本文轉載自查看原文 2019-06-01 22:28 3649 R語言學習--基礎篇

字符串操作一般分割、拼接、替換、提取等等

拆分

strsplit

strsplit默認輸出格式為列表

strsplit(x, split, fixed = FALSE, perl = FALSE, useBytes = FALSE)

x：字符串向量，向量中的每個字符串元素都會被分割
split：位置的字串向量，即在哪個字串處開始拆分；該參數默認是正則表達式匹配；若設置fixed= T則表示是用普通文本匹配或者正則表達式的精確匹配。用普通文本來匹配的運算速度要快些。

x <- c(as = "asfef", qu = "qwerty", "yuiop[", "b", "stuff.blah.yech")
strsplit(x, "e")

運行結果：

$`as`                                $qu                                    [[3]]                            [[4]]                            [[5]]
[1] "asf" "f"                        [1] "qw"  "rty"                                 [1] "yuiop["                             [1] "b"                                    [1] "stuff.blah.y" "ch"

str_split

stringr包中的str_split函數與標准庫中的strsplit一樣

str_split(string, pattern, n = Inf, simplify = FALSE)

string：字符串向量，向量中的每個字符串元素都會被分割
pattern：分割位置的字符串向量，即在哪個字符串處開始

library(stringr)
fruits <- c( "apples and oranges and pears and bananas","pineapples and mangos and guavas")
str_split(fruits, " and ")

運行結果：

[[1]]                                                                                                            [[2]]
[1] "apples"  "oranges" "pears"   "bananas"                                              [1] "pineapples" "mangos"     "guavas"

拼接

paste和paste0

paste和paste0之間的區別是拼接的字符之間是否帶有空格

paste (..., sep = " ", collapse = NULL)
paste0(..., collapse = NULL)

...：一個或者多個R對象，該對象需轉換為字符向量.如果是字符串，則所有字符串拼接在一起，如果是字符串向量，則匹配。

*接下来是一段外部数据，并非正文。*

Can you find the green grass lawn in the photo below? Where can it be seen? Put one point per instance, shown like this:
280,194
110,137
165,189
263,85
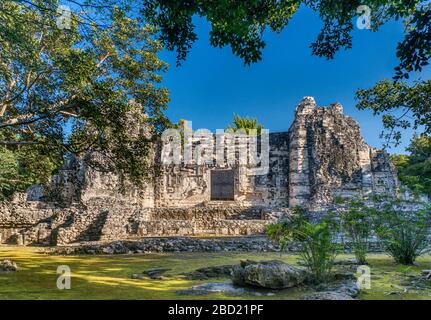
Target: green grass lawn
109,277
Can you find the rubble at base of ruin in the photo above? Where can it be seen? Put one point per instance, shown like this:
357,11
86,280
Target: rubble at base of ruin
321,157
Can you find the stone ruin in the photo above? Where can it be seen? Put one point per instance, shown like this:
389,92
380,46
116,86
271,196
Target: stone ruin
323,156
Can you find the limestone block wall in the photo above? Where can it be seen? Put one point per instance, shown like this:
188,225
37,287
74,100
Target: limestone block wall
329,158
322,156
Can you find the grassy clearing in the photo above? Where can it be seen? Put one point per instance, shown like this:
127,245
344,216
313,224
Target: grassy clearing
108,277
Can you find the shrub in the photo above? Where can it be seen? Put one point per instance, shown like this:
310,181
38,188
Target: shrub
315,241
357,225
404,228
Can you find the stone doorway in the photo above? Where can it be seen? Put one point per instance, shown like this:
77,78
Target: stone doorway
222,185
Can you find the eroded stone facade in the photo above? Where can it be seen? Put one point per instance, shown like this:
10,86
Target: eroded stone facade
321,157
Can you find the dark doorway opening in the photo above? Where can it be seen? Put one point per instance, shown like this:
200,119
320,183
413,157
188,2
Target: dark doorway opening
222,185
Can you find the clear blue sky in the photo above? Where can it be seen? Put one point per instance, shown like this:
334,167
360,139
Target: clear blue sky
212,83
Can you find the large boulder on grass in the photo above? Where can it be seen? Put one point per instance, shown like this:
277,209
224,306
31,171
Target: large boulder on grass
272,274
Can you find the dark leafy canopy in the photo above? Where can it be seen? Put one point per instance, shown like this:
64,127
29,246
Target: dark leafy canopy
401,105
78,89
241,24
414,170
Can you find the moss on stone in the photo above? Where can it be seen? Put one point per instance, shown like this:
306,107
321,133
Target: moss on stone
109,277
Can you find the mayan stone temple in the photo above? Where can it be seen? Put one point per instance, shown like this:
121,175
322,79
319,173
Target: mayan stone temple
322,156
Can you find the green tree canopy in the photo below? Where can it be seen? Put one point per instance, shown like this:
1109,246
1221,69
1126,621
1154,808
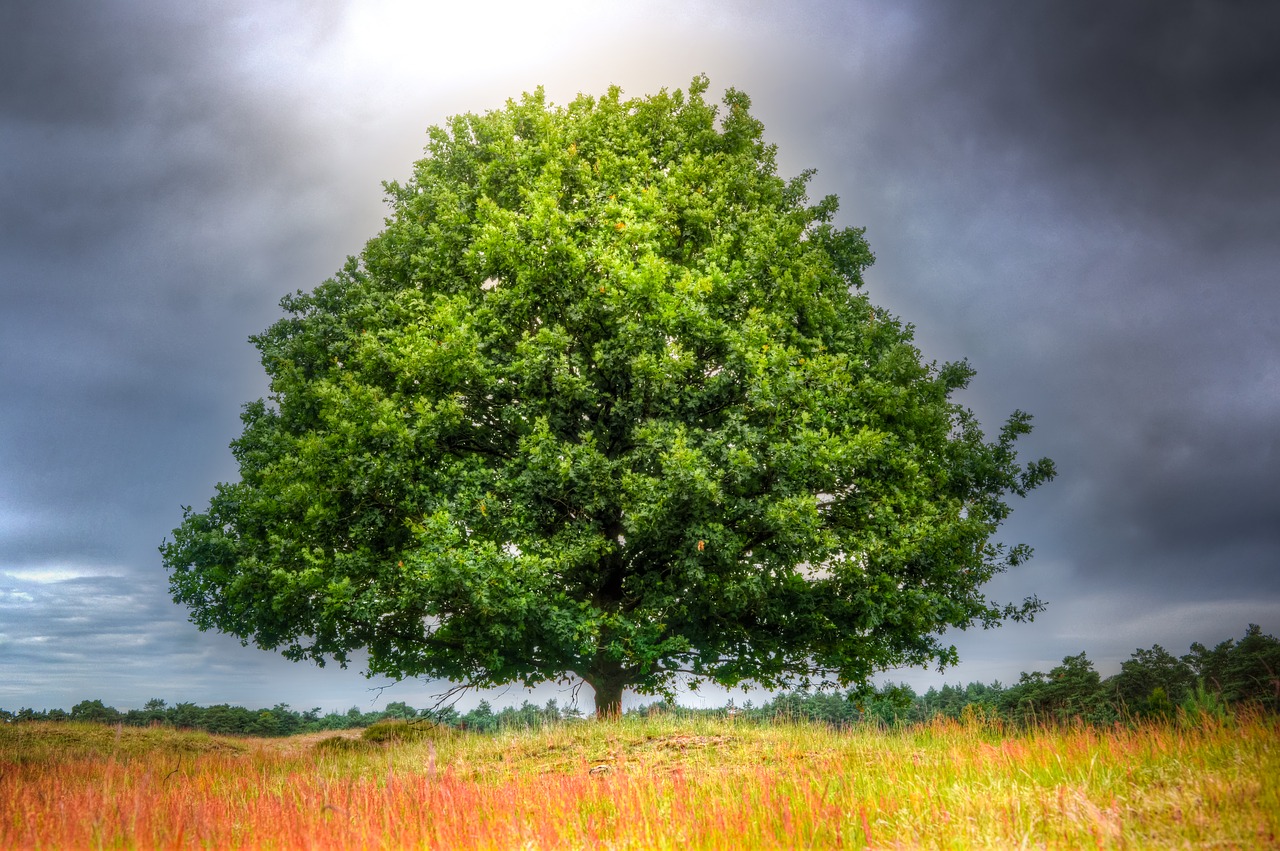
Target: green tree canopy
604,398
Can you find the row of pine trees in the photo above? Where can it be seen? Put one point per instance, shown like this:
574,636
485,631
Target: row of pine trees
1151,683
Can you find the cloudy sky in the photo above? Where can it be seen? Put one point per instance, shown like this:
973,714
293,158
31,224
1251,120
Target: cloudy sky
1083,198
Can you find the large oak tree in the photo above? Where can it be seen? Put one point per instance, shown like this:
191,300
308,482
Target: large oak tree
606,398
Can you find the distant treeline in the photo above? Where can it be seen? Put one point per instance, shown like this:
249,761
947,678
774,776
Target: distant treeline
1151,683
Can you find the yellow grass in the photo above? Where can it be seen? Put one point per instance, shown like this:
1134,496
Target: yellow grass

具體看實例
sep：分割字符串

paste0(1:12, c("st", "nd", "rd", rep("th", 9)))
# 結果
[1] "1st"  "2nd"  "3rd"  "4th"  "5th"  "6th"  "7th"  "8th"  "9th"  "10th" "11th" "12th"
paste(1:12, c("st", "nd", "rd", rep("th", 9)))
# 結果
"1 st"  "2 nd"  "3 rd"  "4 th"  "5 th"  "6 th"  "7 th"  "8 th"  "9 th"  "10 th" "11 th" "12 th"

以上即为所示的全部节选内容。